Small, considered a leading educator in his field, has taken his presentation on learning and memory techniques across the globe for the past 10 years.
Using magic tricks as examples, Small shared his presentation with students and parents in Hay River, the K’atl’odeeche First Nation reserve, Fort Resolution, Fort Smith and Lutsel K’e last week.
Small’s goal is to explain to students and parents that everyone can learn to control their brains and, by doing so, can study smarter instead of harder and set goals that will see them achieve more.
“The message I want them to walk out of here with is, ‘Hey, my brain’s pretty cool, I need to learn more about it.

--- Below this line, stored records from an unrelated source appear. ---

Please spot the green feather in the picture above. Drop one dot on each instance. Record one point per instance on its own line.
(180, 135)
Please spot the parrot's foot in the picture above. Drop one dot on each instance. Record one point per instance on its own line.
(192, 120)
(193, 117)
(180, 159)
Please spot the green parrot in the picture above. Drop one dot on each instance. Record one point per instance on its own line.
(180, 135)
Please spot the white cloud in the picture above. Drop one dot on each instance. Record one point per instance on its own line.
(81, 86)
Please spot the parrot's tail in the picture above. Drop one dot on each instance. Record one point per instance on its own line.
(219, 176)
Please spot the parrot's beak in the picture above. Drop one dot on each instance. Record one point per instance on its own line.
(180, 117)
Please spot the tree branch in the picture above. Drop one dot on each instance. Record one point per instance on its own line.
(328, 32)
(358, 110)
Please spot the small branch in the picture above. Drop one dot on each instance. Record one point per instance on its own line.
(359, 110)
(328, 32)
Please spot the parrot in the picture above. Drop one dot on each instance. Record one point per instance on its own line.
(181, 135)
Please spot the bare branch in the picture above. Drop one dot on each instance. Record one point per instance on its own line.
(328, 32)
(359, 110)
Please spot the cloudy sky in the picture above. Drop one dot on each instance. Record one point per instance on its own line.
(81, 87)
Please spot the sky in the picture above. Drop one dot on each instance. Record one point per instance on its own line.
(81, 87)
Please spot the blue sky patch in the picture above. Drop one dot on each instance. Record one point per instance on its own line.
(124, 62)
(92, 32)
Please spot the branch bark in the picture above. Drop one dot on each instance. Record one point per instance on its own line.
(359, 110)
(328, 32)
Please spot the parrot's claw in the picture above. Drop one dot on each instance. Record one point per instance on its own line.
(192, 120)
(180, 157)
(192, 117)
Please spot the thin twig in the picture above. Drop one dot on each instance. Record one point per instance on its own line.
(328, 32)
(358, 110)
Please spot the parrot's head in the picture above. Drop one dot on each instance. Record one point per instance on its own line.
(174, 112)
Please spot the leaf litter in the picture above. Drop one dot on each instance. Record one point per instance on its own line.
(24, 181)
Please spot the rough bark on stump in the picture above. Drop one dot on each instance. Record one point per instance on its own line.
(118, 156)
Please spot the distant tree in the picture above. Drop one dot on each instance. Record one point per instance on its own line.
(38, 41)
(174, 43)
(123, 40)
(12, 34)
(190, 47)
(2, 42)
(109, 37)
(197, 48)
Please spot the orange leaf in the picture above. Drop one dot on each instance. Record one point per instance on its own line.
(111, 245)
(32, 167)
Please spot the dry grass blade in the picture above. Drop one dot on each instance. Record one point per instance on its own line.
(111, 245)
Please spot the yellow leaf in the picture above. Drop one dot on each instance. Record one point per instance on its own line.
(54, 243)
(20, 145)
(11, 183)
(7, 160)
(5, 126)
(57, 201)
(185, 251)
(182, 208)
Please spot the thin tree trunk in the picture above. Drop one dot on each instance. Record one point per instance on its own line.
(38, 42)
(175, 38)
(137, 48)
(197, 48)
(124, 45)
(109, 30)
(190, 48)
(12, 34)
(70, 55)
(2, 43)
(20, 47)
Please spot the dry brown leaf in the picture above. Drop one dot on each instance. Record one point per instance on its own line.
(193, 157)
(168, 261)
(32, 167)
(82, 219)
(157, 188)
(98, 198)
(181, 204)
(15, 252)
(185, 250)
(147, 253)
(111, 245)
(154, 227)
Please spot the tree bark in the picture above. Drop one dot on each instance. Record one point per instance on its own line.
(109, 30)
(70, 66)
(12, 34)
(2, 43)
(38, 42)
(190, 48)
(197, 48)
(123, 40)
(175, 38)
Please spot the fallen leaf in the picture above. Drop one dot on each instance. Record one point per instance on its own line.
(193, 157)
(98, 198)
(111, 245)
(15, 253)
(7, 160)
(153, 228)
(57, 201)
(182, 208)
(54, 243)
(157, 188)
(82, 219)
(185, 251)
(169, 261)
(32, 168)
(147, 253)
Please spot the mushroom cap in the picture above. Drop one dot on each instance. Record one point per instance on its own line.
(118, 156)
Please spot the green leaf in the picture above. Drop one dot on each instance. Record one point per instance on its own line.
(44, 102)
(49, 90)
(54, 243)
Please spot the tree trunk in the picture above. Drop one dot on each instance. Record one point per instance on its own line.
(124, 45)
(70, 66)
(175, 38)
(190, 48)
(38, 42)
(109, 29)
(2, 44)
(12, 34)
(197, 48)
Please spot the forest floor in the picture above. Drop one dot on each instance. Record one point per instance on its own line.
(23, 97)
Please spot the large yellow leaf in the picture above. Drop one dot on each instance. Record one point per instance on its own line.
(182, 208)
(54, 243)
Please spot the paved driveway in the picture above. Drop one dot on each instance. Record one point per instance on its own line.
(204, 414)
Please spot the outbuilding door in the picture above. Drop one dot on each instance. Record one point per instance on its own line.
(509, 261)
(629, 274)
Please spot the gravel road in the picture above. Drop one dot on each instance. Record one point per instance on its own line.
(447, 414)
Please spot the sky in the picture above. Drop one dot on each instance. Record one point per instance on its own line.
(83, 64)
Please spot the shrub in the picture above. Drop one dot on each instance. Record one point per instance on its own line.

I can grow a better brain and I’m never stuck with the brain I’ve got, and if my brain is fantastic I better look after it because it can go away,’” he said.
“All the issues that schools and parents deal with, getting homework done, alcohol, drugs, relationship issues, my diet, how much time it’s okay to be in front of video games, all these things are relevant from our brain’s point of view because neuroscience is shedding a fascinating light on all of this.”
His suggestion to parents and students was to utilize simple techniques such as cue cards that allow students to physically hold the answers, or to create future report cards with realistic grade goals. On top of that, Small recommended daily physical activity to increase brain power.
Small admitted that while the subject material can sometimes be boring, he keeps his audience engaged by using magic tricks.
“Magic sheds a fascinating light on how brains engage with their environment,” he said. “The reason magic tricks work is because your brain is wired to think about what is essential, not what is real. Brains get good at seeing what they are looking for.”
Similarly, a student who doesn’t set realistic goals will continue to see themselves as an average or failing student, which will not allow the brain to reach its full potential, Small said.
While formal feedback from parents and students is encouraged, for Small it’s evident if his presentation has hit home.
“The feedback that’s important is what I see in the audience. Nobody has to tell me how I’ve done. Faces mirror what’s going on in your brain, so in real times I’m monitoring audiences and I know how I’m doing and I know what I’ve done,” he said.